Reputation: 1702
We are working on implementing Solr on e-commerce site. The site is continuously updated with a new data, either by updates made in existing product information or add new product altogether.
We are using it on asp.net mvc3 application with solrnet.
We are facing issue with indexing. We are currently doing commit using following:
private static ISolrOperations<ProductSolr> solrWorker;
public void ProductIndex()
{
//Check connection instance invoked or not
if (solrWorker == null)
{
Startup.Init<ProductSolr>("http://localhost:8983/solr/");
solrWorker = ServiceLocator.Current.GetInstance<ISolrOperations<ProductSolr>>();
}
var products = GetProductIdandName();
solrWorker.Add(products);
solrWorker.Commit();
}
Although this is just a simple test application where we have inserted just product name and id into the solr index.
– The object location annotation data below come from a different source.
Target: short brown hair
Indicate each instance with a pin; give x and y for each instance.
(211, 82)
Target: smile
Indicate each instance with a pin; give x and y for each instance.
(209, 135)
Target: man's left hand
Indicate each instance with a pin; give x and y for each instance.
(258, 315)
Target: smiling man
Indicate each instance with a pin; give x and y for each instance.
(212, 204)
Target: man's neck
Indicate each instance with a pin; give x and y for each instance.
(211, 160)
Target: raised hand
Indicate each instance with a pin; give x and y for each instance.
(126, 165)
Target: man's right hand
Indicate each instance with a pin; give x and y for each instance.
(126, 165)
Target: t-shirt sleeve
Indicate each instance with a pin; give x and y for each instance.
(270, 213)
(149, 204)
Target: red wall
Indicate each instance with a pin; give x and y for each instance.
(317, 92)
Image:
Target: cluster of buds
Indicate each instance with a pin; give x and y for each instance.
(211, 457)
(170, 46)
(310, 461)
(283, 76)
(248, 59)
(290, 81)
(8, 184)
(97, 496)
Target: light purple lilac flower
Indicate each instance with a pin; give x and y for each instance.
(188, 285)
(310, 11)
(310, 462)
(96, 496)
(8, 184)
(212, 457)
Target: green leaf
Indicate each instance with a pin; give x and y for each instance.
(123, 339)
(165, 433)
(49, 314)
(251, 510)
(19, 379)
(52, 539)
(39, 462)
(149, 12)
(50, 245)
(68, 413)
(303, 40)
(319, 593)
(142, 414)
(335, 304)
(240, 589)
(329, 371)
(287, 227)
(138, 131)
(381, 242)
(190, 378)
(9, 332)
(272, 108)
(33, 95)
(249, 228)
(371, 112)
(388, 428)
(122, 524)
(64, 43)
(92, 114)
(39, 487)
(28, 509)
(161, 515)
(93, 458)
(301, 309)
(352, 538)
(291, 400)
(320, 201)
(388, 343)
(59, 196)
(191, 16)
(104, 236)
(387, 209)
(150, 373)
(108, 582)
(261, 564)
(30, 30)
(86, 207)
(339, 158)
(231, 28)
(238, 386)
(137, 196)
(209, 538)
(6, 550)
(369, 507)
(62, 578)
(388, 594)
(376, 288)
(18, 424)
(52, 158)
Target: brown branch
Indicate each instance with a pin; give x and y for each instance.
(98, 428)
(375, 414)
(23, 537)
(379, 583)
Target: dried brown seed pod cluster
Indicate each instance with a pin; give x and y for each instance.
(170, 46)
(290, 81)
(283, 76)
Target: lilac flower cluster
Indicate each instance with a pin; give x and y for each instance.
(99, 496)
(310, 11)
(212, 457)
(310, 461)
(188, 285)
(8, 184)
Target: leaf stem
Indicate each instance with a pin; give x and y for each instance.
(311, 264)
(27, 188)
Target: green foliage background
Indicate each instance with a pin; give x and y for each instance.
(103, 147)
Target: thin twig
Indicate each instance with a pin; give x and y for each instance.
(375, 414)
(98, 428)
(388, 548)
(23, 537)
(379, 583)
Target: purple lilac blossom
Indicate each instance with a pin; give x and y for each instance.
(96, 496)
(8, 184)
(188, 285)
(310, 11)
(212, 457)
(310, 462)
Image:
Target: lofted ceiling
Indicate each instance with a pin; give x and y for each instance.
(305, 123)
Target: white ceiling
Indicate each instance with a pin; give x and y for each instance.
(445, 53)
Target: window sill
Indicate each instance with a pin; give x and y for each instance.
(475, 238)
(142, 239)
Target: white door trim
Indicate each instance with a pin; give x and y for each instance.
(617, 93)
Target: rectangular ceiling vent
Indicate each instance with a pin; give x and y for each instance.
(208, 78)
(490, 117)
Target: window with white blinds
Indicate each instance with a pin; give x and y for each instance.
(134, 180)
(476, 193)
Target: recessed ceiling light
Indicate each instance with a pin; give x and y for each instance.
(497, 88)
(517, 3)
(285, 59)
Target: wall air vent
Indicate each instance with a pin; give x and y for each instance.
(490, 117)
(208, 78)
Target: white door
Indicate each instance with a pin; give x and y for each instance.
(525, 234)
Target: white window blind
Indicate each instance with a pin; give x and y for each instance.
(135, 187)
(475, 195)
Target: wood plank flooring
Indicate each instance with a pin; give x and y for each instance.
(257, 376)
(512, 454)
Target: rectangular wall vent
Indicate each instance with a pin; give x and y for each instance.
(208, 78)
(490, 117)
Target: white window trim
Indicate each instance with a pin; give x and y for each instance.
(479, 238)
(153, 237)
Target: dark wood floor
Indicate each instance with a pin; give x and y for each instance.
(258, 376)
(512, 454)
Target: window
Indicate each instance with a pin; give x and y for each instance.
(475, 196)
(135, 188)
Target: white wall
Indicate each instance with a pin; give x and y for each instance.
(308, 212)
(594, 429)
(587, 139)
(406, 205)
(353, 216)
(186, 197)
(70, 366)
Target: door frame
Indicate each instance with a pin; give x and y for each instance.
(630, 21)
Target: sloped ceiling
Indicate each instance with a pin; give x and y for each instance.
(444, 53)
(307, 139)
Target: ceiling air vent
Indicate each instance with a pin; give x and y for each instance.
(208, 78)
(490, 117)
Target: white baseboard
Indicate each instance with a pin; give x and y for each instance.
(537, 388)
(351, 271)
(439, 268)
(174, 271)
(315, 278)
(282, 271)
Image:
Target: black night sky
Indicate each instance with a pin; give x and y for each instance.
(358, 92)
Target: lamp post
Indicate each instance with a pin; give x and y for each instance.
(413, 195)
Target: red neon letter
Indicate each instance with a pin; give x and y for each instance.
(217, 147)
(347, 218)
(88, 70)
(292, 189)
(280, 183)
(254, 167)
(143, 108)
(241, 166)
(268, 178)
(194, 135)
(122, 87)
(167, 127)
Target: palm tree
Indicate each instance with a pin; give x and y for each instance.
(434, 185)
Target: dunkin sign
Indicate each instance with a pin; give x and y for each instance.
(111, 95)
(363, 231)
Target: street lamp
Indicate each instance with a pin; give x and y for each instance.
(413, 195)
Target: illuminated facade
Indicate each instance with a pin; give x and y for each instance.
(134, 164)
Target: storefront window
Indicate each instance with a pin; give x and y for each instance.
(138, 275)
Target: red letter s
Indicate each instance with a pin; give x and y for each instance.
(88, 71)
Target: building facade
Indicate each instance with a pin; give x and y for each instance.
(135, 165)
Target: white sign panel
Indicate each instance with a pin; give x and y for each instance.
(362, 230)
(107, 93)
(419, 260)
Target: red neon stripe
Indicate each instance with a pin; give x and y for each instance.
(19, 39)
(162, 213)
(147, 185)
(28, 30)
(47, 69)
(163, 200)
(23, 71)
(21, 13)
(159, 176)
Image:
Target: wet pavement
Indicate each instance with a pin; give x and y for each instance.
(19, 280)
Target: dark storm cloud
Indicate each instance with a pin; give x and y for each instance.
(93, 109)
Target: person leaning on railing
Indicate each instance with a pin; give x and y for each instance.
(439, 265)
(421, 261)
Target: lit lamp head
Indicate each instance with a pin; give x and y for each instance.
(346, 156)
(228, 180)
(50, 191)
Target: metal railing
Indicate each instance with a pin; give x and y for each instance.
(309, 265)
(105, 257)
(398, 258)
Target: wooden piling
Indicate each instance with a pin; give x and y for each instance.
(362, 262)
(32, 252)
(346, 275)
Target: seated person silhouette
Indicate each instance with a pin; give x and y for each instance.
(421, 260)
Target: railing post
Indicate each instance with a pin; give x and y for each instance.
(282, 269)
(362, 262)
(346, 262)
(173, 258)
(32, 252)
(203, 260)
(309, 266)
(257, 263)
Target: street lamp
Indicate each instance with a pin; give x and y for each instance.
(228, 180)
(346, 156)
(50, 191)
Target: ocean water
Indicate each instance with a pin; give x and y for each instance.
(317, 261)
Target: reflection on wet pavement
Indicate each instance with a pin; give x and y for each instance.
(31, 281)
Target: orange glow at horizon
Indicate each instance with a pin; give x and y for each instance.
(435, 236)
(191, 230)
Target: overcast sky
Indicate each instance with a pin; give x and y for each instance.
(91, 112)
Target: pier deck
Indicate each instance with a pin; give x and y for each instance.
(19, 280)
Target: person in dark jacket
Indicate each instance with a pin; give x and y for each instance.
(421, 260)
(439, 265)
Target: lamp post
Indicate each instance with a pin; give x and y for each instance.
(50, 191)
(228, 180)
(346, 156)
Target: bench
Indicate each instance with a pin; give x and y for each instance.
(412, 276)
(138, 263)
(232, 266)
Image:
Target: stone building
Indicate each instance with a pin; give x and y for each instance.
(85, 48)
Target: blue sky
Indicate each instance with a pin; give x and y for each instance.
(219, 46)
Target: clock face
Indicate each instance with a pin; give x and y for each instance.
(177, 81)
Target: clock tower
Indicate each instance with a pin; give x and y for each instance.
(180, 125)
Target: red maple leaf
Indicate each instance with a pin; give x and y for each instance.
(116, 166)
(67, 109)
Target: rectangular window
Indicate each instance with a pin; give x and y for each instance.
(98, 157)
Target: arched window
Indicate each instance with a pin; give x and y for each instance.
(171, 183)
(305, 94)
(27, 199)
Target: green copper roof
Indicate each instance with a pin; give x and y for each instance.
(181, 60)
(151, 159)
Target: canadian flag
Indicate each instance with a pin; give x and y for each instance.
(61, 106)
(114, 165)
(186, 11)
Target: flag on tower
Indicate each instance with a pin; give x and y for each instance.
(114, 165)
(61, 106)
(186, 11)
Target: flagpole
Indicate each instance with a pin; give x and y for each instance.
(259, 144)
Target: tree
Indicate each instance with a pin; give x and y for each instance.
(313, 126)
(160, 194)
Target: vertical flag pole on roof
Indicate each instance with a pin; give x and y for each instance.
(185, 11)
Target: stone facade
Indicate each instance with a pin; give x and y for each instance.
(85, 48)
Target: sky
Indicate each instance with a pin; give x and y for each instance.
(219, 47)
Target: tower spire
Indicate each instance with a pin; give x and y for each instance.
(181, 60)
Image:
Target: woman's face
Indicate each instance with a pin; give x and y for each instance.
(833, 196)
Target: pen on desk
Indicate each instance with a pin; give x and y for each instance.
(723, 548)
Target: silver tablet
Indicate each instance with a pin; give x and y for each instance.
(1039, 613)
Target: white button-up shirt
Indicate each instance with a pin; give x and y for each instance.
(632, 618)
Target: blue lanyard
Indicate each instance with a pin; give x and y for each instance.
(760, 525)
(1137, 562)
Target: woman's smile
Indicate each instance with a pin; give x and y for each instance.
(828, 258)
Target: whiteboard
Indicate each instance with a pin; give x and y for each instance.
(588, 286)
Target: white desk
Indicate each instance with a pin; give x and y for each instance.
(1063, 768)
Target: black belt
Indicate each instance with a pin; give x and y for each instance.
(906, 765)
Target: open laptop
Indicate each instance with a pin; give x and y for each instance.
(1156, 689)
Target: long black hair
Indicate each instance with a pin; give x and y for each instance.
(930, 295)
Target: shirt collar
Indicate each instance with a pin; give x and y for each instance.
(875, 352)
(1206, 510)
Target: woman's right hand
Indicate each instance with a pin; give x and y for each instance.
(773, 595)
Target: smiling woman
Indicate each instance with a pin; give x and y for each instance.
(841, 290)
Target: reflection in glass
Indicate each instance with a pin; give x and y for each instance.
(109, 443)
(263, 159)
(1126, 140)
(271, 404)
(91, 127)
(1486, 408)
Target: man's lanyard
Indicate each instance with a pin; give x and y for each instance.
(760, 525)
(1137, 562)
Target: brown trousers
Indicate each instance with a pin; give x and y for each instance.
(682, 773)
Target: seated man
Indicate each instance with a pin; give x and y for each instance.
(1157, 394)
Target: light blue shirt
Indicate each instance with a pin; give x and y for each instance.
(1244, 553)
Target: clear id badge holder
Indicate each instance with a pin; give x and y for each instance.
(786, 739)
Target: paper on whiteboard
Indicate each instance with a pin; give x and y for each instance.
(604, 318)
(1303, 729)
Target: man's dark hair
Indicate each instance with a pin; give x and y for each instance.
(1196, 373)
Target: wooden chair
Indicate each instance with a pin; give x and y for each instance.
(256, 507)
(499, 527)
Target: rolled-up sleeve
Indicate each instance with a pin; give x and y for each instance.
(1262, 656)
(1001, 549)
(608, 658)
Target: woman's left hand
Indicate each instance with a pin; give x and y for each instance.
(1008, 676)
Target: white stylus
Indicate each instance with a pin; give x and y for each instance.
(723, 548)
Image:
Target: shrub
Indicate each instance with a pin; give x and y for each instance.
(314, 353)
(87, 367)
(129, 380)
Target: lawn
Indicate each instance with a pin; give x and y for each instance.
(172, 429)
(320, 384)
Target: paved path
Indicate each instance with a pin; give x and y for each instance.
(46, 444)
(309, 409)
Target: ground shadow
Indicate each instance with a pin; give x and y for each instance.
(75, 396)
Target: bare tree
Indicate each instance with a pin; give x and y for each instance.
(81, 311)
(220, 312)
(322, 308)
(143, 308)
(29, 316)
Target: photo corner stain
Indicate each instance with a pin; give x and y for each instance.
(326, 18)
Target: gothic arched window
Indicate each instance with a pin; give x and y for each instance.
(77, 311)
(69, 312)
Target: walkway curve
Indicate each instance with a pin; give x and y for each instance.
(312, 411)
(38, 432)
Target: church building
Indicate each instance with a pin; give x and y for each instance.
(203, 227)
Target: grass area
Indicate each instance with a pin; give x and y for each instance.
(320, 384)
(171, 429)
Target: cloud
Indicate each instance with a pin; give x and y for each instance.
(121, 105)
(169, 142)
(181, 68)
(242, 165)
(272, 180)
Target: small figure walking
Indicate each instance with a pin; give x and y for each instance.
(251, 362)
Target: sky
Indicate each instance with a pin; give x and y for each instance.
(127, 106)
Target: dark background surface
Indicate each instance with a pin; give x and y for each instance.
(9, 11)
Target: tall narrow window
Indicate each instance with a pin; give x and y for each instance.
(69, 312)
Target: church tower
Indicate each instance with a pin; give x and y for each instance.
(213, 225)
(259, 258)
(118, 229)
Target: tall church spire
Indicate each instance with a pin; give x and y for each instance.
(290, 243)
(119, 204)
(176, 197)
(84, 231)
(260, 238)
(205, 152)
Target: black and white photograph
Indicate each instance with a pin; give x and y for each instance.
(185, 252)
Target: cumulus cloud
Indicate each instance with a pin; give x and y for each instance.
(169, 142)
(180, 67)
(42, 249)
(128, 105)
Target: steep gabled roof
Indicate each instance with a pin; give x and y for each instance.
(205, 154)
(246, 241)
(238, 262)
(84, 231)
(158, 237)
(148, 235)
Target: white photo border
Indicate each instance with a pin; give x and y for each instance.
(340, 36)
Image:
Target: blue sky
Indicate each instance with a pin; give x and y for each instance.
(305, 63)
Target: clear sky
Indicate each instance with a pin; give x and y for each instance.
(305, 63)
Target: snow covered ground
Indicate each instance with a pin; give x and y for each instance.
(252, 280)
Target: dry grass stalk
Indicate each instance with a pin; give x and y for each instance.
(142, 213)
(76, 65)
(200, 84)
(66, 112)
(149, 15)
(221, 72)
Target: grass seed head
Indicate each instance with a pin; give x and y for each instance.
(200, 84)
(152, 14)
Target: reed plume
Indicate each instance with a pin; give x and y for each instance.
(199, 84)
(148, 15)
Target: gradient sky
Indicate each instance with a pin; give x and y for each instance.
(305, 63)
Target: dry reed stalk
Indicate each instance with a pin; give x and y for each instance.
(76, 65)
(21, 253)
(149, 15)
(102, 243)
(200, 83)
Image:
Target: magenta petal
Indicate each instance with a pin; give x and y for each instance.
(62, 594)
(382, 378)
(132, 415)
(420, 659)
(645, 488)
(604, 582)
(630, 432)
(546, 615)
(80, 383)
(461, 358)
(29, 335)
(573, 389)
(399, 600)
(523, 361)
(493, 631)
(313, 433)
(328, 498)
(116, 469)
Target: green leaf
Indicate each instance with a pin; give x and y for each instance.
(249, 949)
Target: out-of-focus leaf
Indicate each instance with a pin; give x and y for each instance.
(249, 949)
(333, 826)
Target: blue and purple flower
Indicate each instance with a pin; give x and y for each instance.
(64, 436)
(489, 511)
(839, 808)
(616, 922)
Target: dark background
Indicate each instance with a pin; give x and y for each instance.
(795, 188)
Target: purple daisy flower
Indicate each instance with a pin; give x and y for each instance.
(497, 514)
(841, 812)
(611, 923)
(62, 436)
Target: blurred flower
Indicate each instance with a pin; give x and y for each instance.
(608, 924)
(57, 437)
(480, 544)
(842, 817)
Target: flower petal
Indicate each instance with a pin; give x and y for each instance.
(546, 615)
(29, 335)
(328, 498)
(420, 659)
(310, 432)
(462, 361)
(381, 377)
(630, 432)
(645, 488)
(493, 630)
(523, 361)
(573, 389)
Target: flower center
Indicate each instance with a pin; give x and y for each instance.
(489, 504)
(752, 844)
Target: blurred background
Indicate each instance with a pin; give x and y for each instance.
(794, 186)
Every time it runs, the new products gets updated all at once, and available when we search it. I think this create the new data index into solr everytime it runs? Correct me if I'm wrong.
My Question is:
What is the best strategy to solve this problem?
Upvotes: 1
Views: 5482
Reputation: 52779
When you do an update only that record is delete and inserted. Solr does not update the records. The other records are untouched. When you commit the data new segments would be created with this new data. On optimize the data is optimized into a single segment.
You can use Incremental build technique to add/update records after the last build. DIH provides it out of the box, If you are handling it manually through jobs you can maintain the timestamp and run builds.
Solr does not have an update operation. It will perform a delete and add. So you have to use the complete data again and not just the updated fields. Its not resource intensive. Usually only Commit and Optimize are.
Solr can handle any amount of data. You can use Sharding if your data grows beyond the handling capacity of a single machine.
Upvotes: 4